Then, their star sophomore went up for a rebound early in the second quarter and emerged from under the hoop wincing with pain, an image that inevitably conjured thoughts of the worst-case scenario.
Watkins eventually shook away the pain of a jammed finger. A smothering USC press eventually put a stop to Greensboro’s plucky start. And the Trojans eventually rolled through their first-round opponent with a convincing 71-25 win, moving on to the NCAA tournament’s second round where they’ll face ninth-seeded Mississippi State on Monday at 7 p.m. PDT.

“We had some rust to get off,” Watkins said. “Hopefully that’s all done with.”
Watkins still scored 22 points to lead USC but she battled through more pain to get there. After landing awkwardly in the third quarter, Watkins limped immediately to the locker room, only to return minutes later for the fourth quarter.
The matchup already was well in hand, begging the question of why USC coach Lindsay Gottlieb risked further injury by playing Watkins. Gottlieb, when asked about that decision, said she trusted the judgment of Watkins and USC’s trainers, who all said she was good to go.
Watkins limped into the postgame news conference before reiterating that she was “all good.”

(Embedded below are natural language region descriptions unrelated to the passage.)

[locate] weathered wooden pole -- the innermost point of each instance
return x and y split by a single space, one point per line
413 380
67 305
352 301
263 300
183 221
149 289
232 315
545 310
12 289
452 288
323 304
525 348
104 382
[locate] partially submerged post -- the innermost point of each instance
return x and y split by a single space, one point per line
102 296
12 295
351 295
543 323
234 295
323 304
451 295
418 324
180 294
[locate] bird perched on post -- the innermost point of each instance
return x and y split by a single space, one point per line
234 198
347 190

“It’s the end of the season,” she said. “Body’s a little banged up but on to the next. Nobody really cares, so on to the next.”
USC ultimately didn’t need Watkins at her best to get past the Spartans. It wouldn’t need much offense at all, really. Not with a dominant defense that gave up just four field goals after the first quarter.

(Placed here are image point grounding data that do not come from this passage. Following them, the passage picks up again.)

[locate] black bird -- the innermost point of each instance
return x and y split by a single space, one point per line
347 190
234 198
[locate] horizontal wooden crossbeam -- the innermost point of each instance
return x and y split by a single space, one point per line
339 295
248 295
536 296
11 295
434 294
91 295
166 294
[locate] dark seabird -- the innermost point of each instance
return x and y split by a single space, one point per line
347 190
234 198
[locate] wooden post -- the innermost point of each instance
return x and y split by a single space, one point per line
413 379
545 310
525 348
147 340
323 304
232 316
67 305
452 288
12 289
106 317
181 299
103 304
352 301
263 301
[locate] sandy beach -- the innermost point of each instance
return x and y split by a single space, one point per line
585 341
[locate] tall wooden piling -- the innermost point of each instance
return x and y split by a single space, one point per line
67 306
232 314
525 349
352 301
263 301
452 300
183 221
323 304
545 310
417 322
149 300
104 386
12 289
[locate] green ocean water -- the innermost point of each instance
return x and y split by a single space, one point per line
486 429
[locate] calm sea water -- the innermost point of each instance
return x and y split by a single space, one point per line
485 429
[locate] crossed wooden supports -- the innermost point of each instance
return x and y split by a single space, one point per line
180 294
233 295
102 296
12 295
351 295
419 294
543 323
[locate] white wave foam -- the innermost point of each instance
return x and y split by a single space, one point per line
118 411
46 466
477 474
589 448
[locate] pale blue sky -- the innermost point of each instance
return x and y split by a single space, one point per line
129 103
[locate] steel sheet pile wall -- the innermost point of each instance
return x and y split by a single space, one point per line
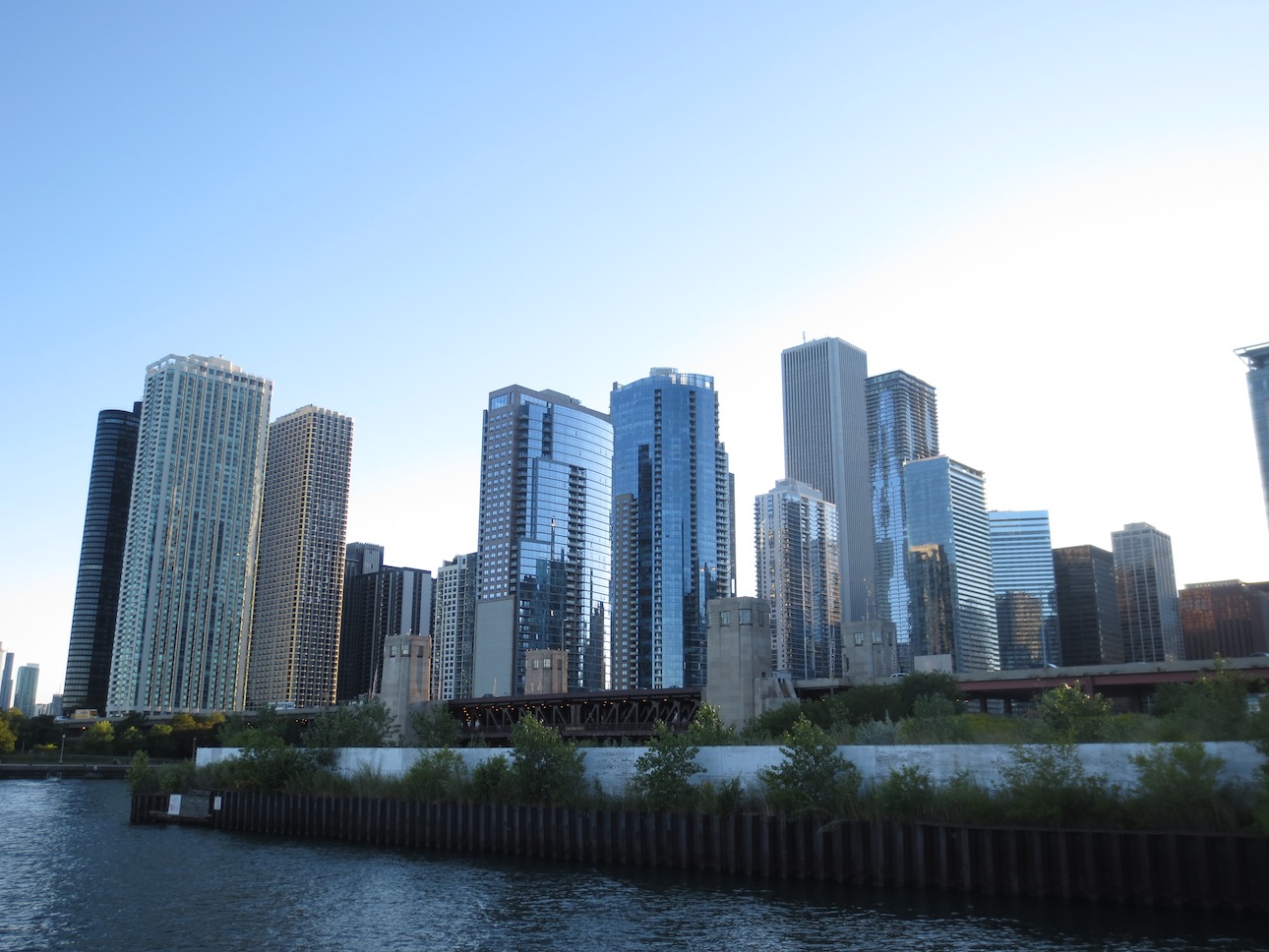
1211 871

It didn’t start that way, though. The Trojans looked nothing like a No. 1 seed with Final Four aspirations in the first quarter. They were sloppy with the ball, committing three turnovers in the first three minutes. They struggled to exploit their significant size advantage on the inside or knock down much of anything from the perimeter. Two minutes into the second quarter, their lead stood at two points.

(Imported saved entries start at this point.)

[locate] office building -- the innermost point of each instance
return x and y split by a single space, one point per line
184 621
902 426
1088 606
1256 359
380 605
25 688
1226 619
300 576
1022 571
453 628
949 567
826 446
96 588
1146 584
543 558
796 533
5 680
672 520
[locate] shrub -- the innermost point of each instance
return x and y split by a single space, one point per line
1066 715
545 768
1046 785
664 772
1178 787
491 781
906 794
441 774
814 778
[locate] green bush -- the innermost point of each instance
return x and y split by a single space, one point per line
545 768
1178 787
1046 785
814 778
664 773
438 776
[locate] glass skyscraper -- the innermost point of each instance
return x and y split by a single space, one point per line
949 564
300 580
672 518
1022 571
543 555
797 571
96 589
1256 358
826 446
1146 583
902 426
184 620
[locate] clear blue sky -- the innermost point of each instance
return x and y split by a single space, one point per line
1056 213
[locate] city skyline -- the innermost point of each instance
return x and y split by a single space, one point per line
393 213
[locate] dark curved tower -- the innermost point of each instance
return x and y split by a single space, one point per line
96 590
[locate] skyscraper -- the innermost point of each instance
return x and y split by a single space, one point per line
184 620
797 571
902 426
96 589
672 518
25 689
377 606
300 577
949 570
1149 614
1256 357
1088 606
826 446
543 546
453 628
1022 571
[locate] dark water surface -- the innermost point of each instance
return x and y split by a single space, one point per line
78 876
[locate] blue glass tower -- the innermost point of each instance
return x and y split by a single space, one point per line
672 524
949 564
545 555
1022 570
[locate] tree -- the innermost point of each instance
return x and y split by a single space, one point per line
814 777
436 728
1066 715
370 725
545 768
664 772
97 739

“We haven’t played in two weeks,” Gottlieb said. “You’ve got to credit the other team for that a little bit for trying to take you out of a flow. And I think we also have to understand how to get ourselves in a flow when teams are trying to take things away from us.”
USC never really found that flow on offense. Outside of Watkins, it shot just 19 for 55 from the field. Kiki Iriafen, who was named a third-team All-American this week, didn’t score for the first 18 minutes and tallied just 13 points as Greensboro gave her trouble underneath. The Trojans also had 17 turnovers.
But their defense was so dominant from the second quarter on that the Trojans still could have won without scoring in the second half.
“Defense,” Gottlieb said, “was our calling card.”
That switch flipped early in the second quarter when Gottlieb turned to full-court pressure. With 6-foot-4 forward Rayah Marshall leading at the front of the press, USC completely suffocated the Greensboro offense, clogging up passing lanes and disrupting every possession. Marshall finished with seven blocks and two steals.

Greensboro didn’t score from the field in the second quarter as it struggled to get the ball past half-court. In the third quarter it hit a single three-pointer — and nothing else.
By that point the Trojans already were emptying their bench and rolling to the second round. Their defense gave up only 17 points after that frustrating first quarter. Greensboro shot a meager 13% from the field, the worst rate by any USC opponent this season, while its 25 points were the second fewest in a women’s NCAA tournament game, just four from the record.
Such an uneven effort by USC might not fly going forward, not with more talented teams on their path to a possible Final Four. But for one afternoon, a dominant defense was more than enough to move on.